I've been on a weeklong ramble, and so missed horror show at the U.S. Open on Saturday night. I was sad to read about it.
Based on what I've read about it (not everything), it seems Williams had more than a legitimate point in her tirade about a double standard for women athletes. It also seems regrettable that the spectacle stole the glory that her opponent, Naomi Osaka, had earned over all the years of tennis practice since she idolized Williams as a young girl. And then it was lovely and moving the way Williams regained her composure and perspective to discourage the crowd from booing, and to congratulate young Osaka through their mutual tears.
I remembered that I had strong thoughts on Williams' on-court behavior in back in 2015, three years before this unfortunate but possibly game-changing incident occurred. Back then, the issue was not primarily sexism, but racism.
I have less clarity now—and maybe, more wisdom. —DM
***
A remarkable essay appeared in The New York Times magazine Sunday, by the Jamaican poet Claudia Rankine,
Let me sum up Rankine's 3,000-word essay in a few sentences. (How can I do this?
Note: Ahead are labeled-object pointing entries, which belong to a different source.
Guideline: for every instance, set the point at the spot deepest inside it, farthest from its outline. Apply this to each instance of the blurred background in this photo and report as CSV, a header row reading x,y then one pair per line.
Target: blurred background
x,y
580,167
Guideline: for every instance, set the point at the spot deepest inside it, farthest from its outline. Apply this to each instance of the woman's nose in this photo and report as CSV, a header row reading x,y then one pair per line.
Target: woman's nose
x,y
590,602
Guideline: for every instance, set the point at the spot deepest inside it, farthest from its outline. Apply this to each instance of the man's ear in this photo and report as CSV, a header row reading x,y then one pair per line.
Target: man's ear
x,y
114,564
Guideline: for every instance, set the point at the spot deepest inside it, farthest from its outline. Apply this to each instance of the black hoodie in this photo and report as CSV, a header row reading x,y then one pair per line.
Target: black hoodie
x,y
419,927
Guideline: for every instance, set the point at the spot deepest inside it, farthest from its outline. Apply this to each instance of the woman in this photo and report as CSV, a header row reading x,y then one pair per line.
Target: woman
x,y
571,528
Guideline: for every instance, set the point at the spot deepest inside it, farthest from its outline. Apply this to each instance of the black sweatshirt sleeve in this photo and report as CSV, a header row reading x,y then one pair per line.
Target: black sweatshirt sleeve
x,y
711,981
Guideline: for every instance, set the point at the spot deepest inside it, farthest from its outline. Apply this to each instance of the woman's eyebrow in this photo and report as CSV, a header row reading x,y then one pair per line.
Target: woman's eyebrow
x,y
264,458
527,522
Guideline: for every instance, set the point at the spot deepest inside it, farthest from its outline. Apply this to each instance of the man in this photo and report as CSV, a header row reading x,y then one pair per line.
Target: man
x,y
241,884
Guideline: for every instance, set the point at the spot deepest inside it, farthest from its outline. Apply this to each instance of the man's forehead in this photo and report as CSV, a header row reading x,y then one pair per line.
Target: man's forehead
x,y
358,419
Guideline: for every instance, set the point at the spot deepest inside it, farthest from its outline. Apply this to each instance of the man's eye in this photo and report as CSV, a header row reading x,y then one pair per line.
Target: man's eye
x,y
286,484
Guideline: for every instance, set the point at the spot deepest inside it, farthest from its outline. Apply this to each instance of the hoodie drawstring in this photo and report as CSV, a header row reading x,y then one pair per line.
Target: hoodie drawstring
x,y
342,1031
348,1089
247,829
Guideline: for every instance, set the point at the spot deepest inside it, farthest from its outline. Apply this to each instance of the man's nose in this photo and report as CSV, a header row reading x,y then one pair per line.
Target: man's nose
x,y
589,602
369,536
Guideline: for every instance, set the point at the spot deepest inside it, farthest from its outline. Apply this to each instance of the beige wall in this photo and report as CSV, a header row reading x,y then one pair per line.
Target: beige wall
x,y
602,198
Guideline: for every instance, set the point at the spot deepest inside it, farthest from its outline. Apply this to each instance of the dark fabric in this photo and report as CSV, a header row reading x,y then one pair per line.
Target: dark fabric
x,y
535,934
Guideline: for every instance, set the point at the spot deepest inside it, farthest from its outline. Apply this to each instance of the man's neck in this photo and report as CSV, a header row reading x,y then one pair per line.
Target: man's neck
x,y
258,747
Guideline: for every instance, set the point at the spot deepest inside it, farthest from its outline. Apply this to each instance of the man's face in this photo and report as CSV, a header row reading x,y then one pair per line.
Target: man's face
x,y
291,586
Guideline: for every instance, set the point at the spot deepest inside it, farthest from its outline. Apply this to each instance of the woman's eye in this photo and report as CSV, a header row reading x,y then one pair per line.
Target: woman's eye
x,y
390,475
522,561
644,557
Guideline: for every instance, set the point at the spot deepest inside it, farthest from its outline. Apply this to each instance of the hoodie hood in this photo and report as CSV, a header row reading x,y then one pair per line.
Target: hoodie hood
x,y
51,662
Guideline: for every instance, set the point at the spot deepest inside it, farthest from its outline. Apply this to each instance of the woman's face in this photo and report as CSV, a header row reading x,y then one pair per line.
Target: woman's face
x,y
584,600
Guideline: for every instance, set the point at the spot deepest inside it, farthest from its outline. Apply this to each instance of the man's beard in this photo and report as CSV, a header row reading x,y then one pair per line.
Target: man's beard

Because the article is actually this simple-minded.) Serena Williams, the greatest women's tennis player who ever lived, acts alternately like a charming person, a preening fool, a dangerous nut case, a vulgar creep and—most commonly—like a pouting, self-pitying martyr who is being forced by unseen oppressors to play tennis for millions of dollars in huge stadiums. And she acts this way because many fans and potential corporate sponsors are racist, and because this is the only honest series of responses a black person could have.
When Williams once told an umpire she was going to "take this fucking ball and shove it down your fucking throat," that was good, according to Rankine, because "we actually see her. She shows us her joy, her humor and, yes, her rage. She gives us the whole range of what it is to be human, and there are those who can't bear it, who can't tolerate the humanity of an ordinary extraordinary person."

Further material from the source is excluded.